Personal information
- Born: 19 June 1997 (age 29) Panchià, Italy

Sport
- Sport: Skiing

= Simone Daprà =

Italian cross-country skier (born 1997)

Simone Daprà (born 19 June 1997) is an Italian cross-country skier who competes in international competitions including the FIS Cross-Country World Cup and the FIS Nordic World Ski Championships. He represents the Italian police sports group Fiamme Oro and is a member of the Italian national cross-country skiing team.

== Early life ==
Daprà was born in Panchià, in the Val di Fiemme valley of Trentino, Italy, an area known for cross-country skiing competitions and training facilities.His family has a strong connection with the sport, and he grew up in a region that regularly hosts major international Nordic skiing events.

== Career ==
Daprà competes internationally as part of the Italian national cross-country skiing team and has participated in FIS Cross-Country World Cup events and world championship competitions.

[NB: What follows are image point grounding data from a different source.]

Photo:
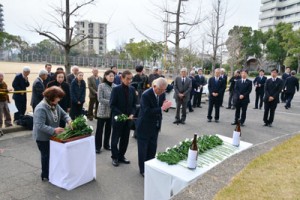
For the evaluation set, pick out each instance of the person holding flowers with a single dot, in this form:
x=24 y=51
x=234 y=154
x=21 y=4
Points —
x=46 y=119
x=104 y=111
x=122 y=101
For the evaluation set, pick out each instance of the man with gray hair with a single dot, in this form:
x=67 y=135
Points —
x=20 y=83
x=153 y=102
x=4 y=100
x=182 y=88
x=71 y=77
x=38 y=88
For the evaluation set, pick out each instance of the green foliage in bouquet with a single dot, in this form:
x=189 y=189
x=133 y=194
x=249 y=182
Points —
x=79 y=128
x=121 y=118
x=174 y=155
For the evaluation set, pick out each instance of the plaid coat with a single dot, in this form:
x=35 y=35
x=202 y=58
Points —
x=104 y=92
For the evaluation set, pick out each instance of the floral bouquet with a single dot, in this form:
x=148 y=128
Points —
x=121 y=118
x=79 y=129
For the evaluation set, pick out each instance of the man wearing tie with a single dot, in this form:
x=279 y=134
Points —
x=215 y=87
x=200 y=81
x=182 y=88
x=259 y=84
x=153 y=102
x=273 y=87
x=243 y=88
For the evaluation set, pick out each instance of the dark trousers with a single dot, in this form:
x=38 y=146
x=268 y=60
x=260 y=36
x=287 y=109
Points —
x=44 y=147
x=76 y=110
x=146 y=150
x=181 y=103
x=190 y=101
x=99 y=133
x=214 y=102
x=259 y=98
x=197 y=98
x=231 y=99
x=269 y=113
x=241 y=105
x=289 y=98
x=21 y=106
x=120 y=135
x=93 y=103
x=283 y=96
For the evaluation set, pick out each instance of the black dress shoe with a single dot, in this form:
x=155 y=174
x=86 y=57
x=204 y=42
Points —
x=107 y=148
x=270 y=125
x=115 y=162
x=124 y=160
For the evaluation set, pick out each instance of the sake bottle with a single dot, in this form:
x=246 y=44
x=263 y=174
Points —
x=193 y=154
x=237 y=133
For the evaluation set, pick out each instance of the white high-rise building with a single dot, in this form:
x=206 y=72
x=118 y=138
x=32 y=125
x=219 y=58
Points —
x=276 y=11
x=98 y=31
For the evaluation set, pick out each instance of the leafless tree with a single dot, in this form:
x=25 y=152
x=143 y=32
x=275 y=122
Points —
x=182 y=28
x=61 y=17
x=216 y=23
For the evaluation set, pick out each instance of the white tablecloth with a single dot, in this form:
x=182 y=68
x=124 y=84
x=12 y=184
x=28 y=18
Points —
x=73 y=163
x=162 y=181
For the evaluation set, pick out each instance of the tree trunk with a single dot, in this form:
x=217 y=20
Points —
x=177 y=49
x=67 y=39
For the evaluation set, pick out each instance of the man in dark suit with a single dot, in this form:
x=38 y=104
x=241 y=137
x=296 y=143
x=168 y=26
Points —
x=122 y=101
x=224 y=77
x=153 y=102
x=273 y=87
x=38 y=89
x=243 y=88
x=20 y=83
x=73 y=75
x=182 y=88
x=215 y=87
x=284 y=76
x=232 y=94
x=259 y=84
x=50 y=76
x=194 y=88
x=291 y=84
x=200 y=81
x=93 y=83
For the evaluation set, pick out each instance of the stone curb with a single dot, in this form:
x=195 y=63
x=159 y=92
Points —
x=208 y=185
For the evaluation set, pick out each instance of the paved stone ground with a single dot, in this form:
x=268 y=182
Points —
x=20 y=162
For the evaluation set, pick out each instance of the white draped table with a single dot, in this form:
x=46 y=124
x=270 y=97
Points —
x=162 y=181
x=72 y=164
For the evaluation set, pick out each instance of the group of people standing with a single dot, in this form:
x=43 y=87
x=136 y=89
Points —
x=188 y=89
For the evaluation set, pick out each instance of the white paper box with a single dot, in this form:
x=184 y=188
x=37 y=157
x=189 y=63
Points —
x=72 y=164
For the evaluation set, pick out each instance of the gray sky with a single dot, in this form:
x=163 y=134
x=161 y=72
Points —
x=122 y=14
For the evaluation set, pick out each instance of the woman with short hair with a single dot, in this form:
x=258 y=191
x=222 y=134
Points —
x=46 y=119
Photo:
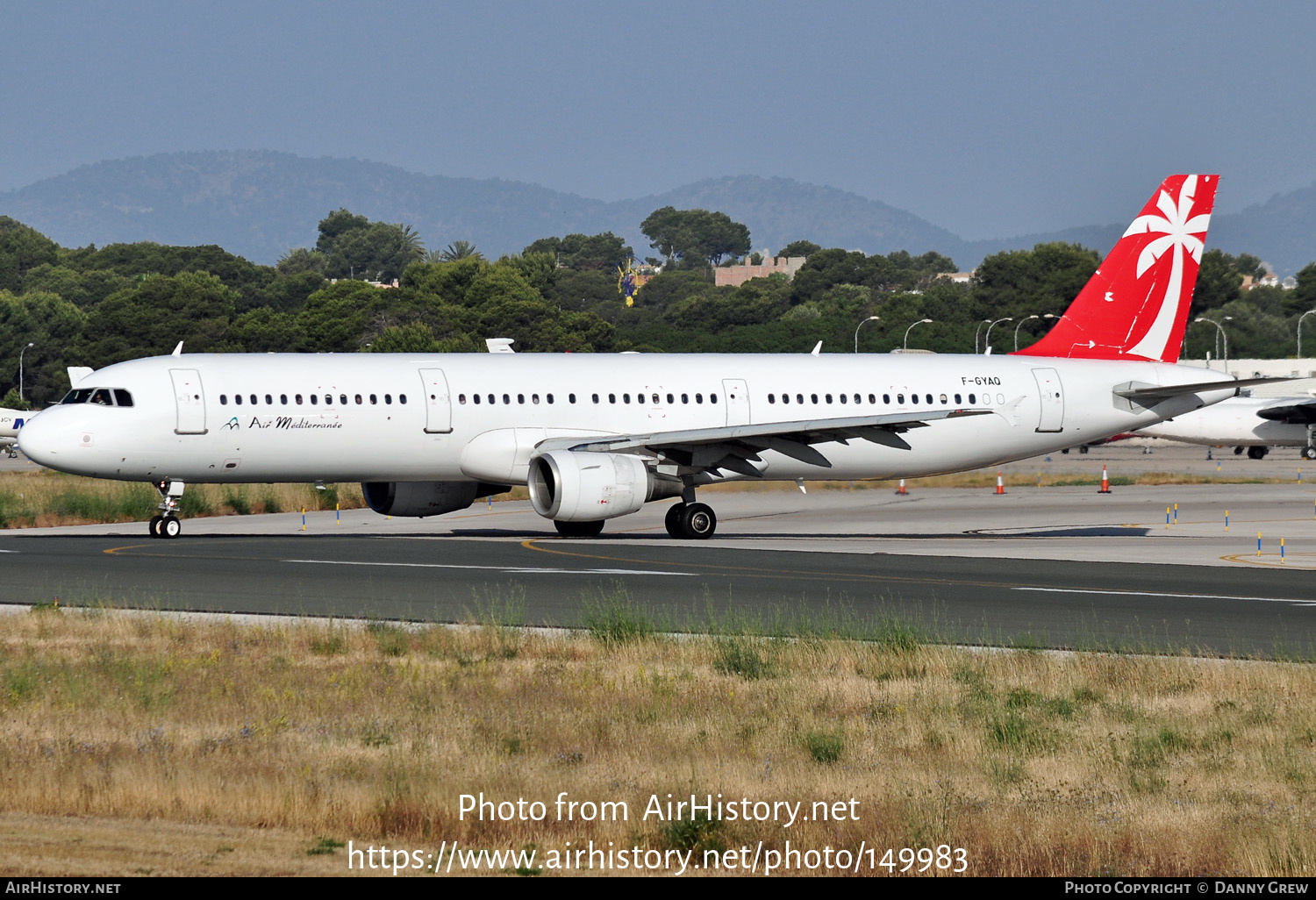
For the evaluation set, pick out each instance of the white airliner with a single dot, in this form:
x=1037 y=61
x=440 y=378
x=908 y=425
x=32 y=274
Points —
x=597 y=436
x=1252 y=423
x=11 y=420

He represented Italy at the 2025 FIS Nordic World Ski Championships in Trondheim, where he achieved a 21st-place finish in the skiathlon, his best individual result at a world championship at the time.

At the same championships, Daprà also competed in the men's 50 km race and finished 29th, describing the race conditions as among the most difficult he had experienced.

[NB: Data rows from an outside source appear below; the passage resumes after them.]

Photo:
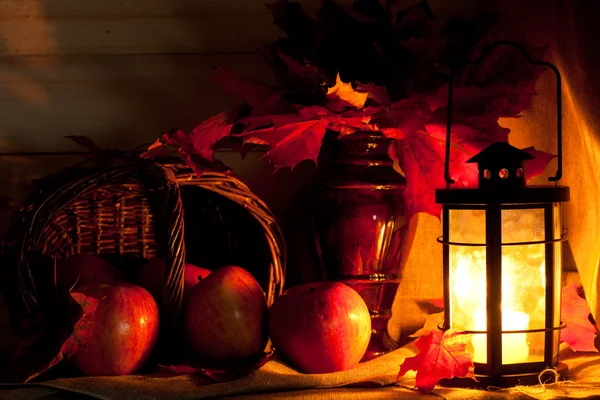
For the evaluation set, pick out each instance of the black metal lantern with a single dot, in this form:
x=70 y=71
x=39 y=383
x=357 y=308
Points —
x=502 y=260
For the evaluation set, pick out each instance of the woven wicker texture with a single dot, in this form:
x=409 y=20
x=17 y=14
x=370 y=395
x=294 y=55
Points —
x=132 y=213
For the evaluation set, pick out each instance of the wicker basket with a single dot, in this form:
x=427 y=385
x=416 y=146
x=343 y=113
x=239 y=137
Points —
x=128 y=214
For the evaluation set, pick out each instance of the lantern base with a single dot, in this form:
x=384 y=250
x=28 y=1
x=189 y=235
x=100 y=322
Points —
x=528 y=379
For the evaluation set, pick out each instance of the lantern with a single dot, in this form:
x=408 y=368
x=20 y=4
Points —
x=502 y=260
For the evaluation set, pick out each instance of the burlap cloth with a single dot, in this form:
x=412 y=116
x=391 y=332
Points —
x=375 y=379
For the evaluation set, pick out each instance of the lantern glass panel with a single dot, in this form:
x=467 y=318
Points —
x=467 y=274
x=523 y=285
x=557 y=231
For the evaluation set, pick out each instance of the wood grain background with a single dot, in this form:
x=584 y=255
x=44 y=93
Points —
x=122 y=72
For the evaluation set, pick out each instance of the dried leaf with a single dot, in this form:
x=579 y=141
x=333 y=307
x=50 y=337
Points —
x=442 y=354
x=82 y=331
x=579 y=332
x=40 y=351
x=343 y=95
x=291 y=143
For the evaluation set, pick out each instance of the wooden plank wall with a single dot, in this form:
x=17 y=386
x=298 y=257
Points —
x=123 y=71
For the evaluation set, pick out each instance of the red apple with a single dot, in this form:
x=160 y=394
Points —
x=83 y=269
x=226 y=314
x=125 y=330
x=152 y=277
x=321 y=327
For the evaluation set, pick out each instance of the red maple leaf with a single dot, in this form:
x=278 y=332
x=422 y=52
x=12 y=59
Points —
x=442 y=354
x=343 y=95
x=291 y=143
x=196 y=149
x=39 y=351
x=579 y=332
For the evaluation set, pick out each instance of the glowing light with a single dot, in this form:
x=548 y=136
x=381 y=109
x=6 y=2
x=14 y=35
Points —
x=523 y=286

Daprà has also been part of the Italian men's relay team in international competitions. Italy finished sixth in the men's relay at the 2025 World Championships in Trondheim, a result achieved by a team that included several members of the Italian national squad.

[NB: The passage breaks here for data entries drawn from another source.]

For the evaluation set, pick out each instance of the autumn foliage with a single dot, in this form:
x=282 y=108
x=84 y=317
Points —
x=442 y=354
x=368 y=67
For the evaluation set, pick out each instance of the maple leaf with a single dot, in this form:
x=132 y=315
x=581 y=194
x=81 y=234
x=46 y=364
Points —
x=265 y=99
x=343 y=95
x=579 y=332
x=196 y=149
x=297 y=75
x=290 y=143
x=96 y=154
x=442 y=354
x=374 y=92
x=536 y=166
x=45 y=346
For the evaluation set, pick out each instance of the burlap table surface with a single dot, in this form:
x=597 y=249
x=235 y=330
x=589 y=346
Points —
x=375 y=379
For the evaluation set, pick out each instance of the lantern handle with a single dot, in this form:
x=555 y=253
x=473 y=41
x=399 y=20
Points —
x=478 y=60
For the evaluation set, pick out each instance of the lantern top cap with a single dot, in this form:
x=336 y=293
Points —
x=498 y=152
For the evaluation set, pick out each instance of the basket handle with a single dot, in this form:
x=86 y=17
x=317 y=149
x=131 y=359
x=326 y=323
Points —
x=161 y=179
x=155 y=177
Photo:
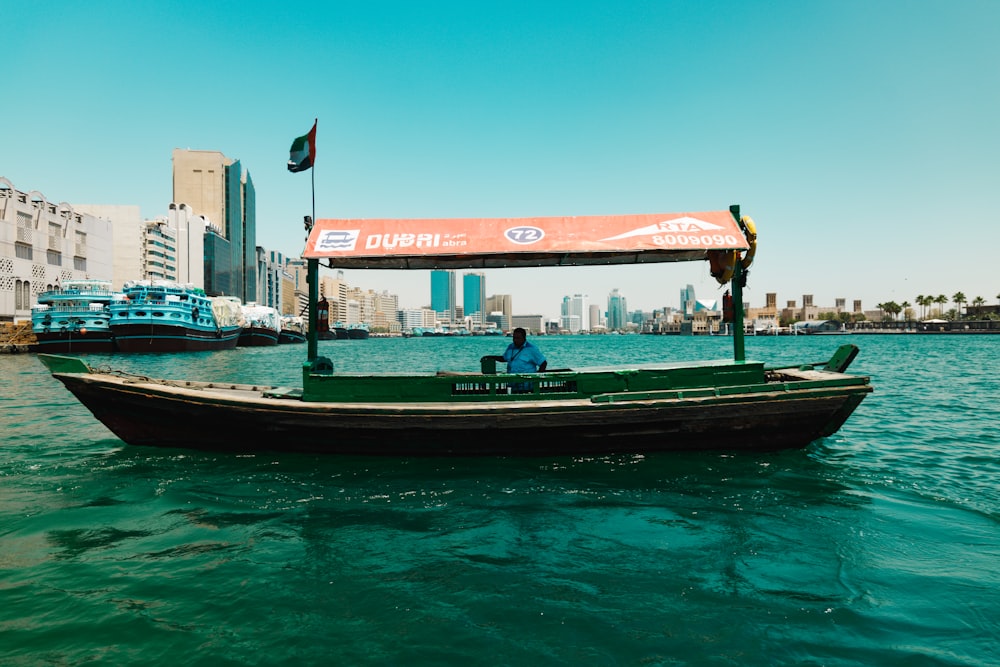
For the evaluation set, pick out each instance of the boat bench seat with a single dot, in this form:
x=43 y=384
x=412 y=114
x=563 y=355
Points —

For the 2025–26 season, he was named to Italy's senior A-team for cross-country skiing by the Italian Winter Sports Federation (FISI).

He has also competed in national competitions in Italy, including the Italian relay championships, where teams including Daprà have finished on the podium.

== Personal life ==
Outside of competition, Daprà enjoys outdoor activities such as fishing and mushroom picking.